SDK_BOOTSTRAP_PHASE_CODES = {
"pre": 1, # pre-venv (state_dir.mkdir, sentinel open)
"venv": 2, # python -m venv --clear
"pip": 3, # pip install
"main": 4, # uncaught exception above main()
}
SDK_BOOTSTRAP_ERR_CODES = {
"pip_no_match": 1,
"dns_fail": 2,
"conn_refused": 3,
"ssl_verify": 4,
"perm_denied": 5,
"no_pip": 6,
"disk_full": 7,
"proxy_auth": 8,
"stderr_timeout": 9, # pip stderr containing "timeout"/"timed out"
"subprocess_timeout": 10, # subprocess.TimeoutExpired (>120s)
# 1198 reserved for future categories; APPEND-ONLY.
# 99 catches everything else (including "exc:<TypeName>" and "other:<tail>"
# — the original string is debug-loggable but the integer is what makes
# it to telemetry).
"_uncategorized": 99,
}
def _encode_phase(s):
"""Map err_phase string to its telemetry integer code, or 0 if unset.
Empty/None → 0 lets `if encoded:` cleanly skip emission. Per
SDK_BOOTSTRAP_PHASE_CODES, valid codes are 1-4."""
return SDK_BOOTSTRAP_PHASE_CODES.get((s or "").strip(), 0)
def _encode_err_kind(s):
"""Map err_kind string to its telemetry integer code, or 0 if unset.
Direct hits use the static map; "exc:<X>" and "other:<tail>" both
collapse to _uncategorized (99) — the raw string survives in debug
logs, only the integer reaches BQ."""
s = (s or "").strip()
if not s:
return 0
if s in SDK_BOOTSTRAP_ERR_CODES:
return SDK_BOOTSTRAP_ERR_CODES[s]
# Prefix matches for the catch-all categories
if s.startswith("exc:") or s.startswith("other:") or s == "other":
return SDK_BOOTSTRAP_ERR_CODES["_uncategorized"]
# Unknown string — still emit as uncategorized rather than dropping
return SDK_BOOTSTRAP_ERR_CODES["_uncategorized"]
def _sdk_on_syspath() -> bool:
# find_spec is ~10ms; actually importing the SDK pulls in
# transitive deps and costs ~800ms — too heavy for a
# per-SessionStart no-op check that most sessions hit.
try:
return importlib.util.find_spec("claude_agent_sdk") is not None
except Exception:
return False
def _plugin_version_int() -> int:
# Same encoding as security_reminder_hook._read_plugin_version_int so
# metrics rows from both hooks join on pv.
try:
p = Path(__file__).parent.parent / ".claude-plugin" / "plugin.json"

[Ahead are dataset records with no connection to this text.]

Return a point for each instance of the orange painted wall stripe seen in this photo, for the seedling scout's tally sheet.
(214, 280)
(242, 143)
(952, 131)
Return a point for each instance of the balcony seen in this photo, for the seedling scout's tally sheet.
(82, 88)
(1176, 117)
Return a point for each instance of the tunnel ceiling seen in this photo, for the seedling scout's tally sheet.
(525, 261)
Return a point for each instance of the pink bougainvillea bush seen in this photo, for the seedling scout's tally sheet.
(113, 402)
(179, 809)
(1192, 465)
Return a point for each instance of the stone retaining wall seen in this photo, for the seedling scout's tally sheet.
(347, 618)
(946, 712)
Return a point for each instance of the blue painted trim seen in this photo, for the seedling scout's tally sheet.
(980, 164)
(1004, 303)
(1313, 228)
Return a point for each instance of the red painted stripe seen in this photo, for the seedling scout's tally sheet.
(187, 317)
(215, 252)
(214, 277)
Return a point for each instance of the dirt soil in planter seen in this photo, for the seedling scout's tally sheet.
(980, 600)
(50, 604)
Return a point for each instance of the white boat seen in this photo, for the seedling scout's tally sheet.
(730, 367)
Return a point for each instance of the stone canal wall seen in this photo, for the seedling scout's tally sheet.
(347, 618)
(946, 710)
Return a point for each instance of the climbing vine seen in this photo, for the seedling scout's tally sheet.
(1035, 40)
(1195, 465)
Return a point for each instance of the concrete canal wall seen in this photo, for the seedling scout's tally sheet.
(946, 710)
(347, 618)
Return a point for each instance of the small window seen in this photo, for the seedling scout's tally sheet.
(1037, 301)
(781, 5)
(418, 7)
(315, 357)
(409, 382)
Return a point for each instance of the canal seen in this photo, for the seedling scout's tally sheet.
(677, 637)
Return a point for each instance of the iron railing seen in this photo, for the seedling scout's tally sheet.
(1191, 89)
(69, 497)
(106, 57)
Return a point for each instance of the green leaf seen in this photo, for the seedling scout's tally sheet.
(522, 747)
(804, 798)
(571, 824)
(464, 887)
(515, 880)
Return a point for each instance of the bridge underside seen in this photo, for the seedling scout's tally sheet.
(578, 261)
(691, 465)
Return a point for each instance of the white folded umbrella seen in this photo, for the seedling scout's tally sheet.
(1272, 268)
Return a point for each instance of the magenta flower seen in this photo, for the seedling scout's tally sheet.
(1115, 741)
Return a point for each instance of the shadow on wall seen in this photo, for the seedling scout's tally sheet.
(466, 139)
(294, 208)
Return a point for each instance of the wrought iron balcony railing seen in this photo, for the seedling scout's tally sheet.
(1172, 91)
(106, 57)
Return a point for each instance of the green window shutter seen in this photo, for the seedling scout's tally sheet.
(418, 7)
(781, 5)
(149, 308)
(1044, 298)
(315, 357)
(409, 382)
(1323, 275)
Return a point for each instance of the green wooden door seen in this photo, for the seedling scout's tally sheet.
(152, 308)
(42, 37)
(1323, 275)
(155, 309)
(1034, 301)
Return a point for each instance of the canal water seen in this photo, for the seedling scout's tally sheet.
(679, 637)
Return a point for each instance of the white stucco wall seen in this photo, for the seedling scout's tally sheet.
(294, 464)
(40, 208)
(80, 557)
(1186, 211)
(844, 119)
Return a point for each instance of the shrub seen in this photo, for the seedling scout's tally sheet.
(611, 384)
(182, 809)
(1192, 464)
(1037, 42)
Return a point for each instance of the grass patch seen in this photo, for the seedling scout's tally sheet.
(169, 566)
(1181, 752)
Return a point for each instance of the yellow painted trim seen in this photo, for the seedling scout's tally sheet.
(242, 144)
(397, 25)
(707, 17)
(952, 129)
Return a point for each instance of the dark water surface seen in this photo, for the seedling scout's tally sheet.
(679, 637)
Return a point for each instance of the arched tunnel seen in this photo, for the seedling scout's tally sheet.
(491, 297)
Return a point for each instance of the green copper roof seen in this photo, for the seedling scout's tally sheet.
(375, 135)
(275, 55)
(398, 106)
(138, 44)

v = json.loads(p.read_text())["version"]
major, minor, patch = (int(x) for x in v.split(".")[:3])
return major * 10000 + minor * 100 + patch
except Exception:
return 0
def main() -> tuple[int, str, str]:
"""Run the bootstrap. Returns (outcome, err_phase, err_kind).
err_phase / err_kind are non-empty only on BUILD_FAILED — they let
telemetry split bootstrap failures by root cause.
"""
# Honesty check (fixes the misleading NOOP_VENV in #2071): the SDK
# requires Python >=3.10 and uses 3.10+ syntax (match statements,
# PEP 604 unions). On a 3.9 hook interpreter we CANNOT import it no
# matter how the venv was built — llm.py runs in this same interpreter
# and the syntax-level import will SyntaxError. macOS ships 3.9.6 as
# the default `python3` and `/usr/bin` precedes Homebrew in PATH, so
# this case is the default state for a large share of macOS users.
#
# sg-python.sh now prefers python3.10+ binaries so most users won't
# reach this branch; the fallback to 3.9 is preserved for the
# pattern-warning hooks that don't need the SDK. Reporting
# HOOK_PY_INCOMPATIBLE here:
# (a) avoids 30-60s of wasted pip install,
# (b) avoids the lie where the venv_py probe says NOOP_VENV but the
# consumer import fails, and
# (c) gives telemetry a clean bucket to size the affected fleet.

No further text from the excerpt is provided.